Fix tied weight embeddings fails to load state dict by j316chuck · Pull Request #128076 · pytorch/pytorch

j316chuck · 2024-06-05T22:29:56Z

cc @mrshenli @pritamdamania87 @zhaojuanmao @satgera @gqchen @aazzolini @osalpekar @jiayisuse @H-Huang @kwen2501 @awgu @penguinwu @fegin @XilunWu @wanchaol @fduwjj @wz337 @tianyu-l @wconstab @yf225 @chauhang @d4l3k @LucasLLC

pytorch-bot · 2024-06-05T22:29:59Z

🔗 Helpful Links

🧪 See artifacts and rendered test results at hud.pytorch.org/pr/128076

📄 Preview Python docs built from this PR
📄 Preview C++ docs built from this PR
❓ Need help or want to give feedback on the CI? Visit the bot commands wiki or our office hours

Note: Links to docs will display an error until the docs builds have been completed.

❌ 2 New Failures, 3 Unrelated Failures

As of commit 996783b with merge base a7c5968 ():

NEW FAILURES - The following jobs have failed:

periodic / linux-focal-rocm6.1-py3.8 / test (distributed, 1, 2, linux.rocm.gpu) (gh)
distributed/checkpoint/test_state_dict.py::TestStateDict::test_activation_ckpt_fqns_ddp
periodic / linux-focal-rocm6.1-py3.8 / test (distributed, 2, 2, linux.rocm.gpu) (gh)
distributed/_composable/fully_shard/test_fully_shard_model_checkpoint.py::TestModelCheckpointing::test_full_state_dict_save_load_mixed_sharding

FLAKY - The following job failed but was likely due to flakiness present on trunk:

linux-binary-manywheel / manywheel-py3_8-cuda11_8-test / test (gh) (similar failure)
ImportError: libcudnn.so.9: cannot open shared object file: No such file or directory

UNSTABLE - The following jobs failed but were likely due to flakiness present on trunk and has been marked as unstable:

linux-binary-manywheel / manywheel-py3_8-cuda12_1-test / test (gh) (#127288)
ImportError: libcudnn.so.9: cannot open shared object file: No such file or directory
linux-binary-manywheel / manywheel-py3_8-cuda12_4-test / test (gh) (#127289)
ImportError: libcudnn.so.9: cannot open shared object file: No such file or directory

This comment was automatically generated by Dr.
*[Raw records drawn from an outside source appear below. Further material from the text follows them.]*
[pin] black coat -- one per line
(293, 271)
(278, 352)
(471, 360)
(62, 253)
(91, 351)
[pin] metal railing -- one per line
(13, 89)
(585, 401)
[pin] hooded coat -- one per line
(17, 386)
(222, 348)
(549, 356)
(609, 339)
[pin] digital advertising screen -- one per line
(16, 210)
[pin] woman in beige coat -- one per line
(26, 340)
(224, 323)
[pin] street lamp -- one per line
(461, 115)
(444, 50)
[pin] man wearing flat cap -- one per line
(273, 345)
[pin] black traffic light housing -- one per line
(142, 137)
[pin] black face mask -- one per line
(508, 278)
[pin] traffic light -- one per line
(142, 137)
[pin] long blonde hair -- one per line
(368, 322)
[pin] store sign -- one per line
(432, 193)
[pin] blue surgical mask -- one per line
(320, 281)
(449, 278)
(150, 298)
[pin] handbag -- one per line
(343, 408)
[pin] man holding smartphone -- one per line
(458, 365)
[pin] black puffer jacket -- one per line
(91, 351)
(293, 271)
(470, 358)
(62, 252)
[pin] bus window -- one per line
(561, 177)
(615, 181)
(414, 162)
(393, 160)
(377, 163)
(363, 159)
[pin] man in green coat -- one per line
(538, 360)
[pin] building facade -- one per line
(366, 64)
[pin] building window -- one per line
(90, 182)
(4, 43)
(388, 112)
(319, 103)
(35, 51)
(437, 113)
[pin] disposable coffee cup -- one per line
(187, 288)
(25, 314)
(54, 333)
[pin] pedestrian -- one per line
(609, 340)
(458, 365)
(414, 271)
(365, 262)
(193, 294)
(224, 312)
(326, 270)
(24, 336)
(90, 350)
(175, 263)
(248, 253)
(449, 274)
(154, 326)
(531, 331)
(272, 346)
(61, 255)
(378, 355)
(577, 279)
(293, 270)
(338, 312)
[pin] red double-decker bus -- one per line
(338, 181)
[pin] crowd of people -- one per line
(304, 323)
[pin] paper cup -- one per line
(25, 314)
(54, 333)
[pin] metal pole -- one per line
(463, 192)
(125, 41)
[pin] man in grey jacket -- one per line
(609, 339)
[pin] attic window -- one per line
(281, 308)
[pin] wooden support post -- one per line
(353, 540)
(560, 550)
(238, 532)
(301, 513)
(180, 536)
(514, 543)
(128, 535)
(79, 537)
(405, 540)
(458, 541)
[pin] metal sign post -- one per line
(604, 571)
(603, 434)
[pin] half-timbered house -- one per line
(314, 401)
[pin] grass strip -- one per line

CI and updates every 15 minutes.

linux-foundation-easycla · 2024-06-05T22:30:00Z

❌ - login: @j316chuck / name: Charles Tang . The commit (0b0c8f5, 996783b, 766b66a) is not authorized under a signed CLA. Please click here to be authorized. For further assistance with EasyCLA, please submit a support request ticket.

awgu · 2024-06-06T00:42:30Z

@fegin @wz337 @LucasLLC could one of you guys help review? thanks!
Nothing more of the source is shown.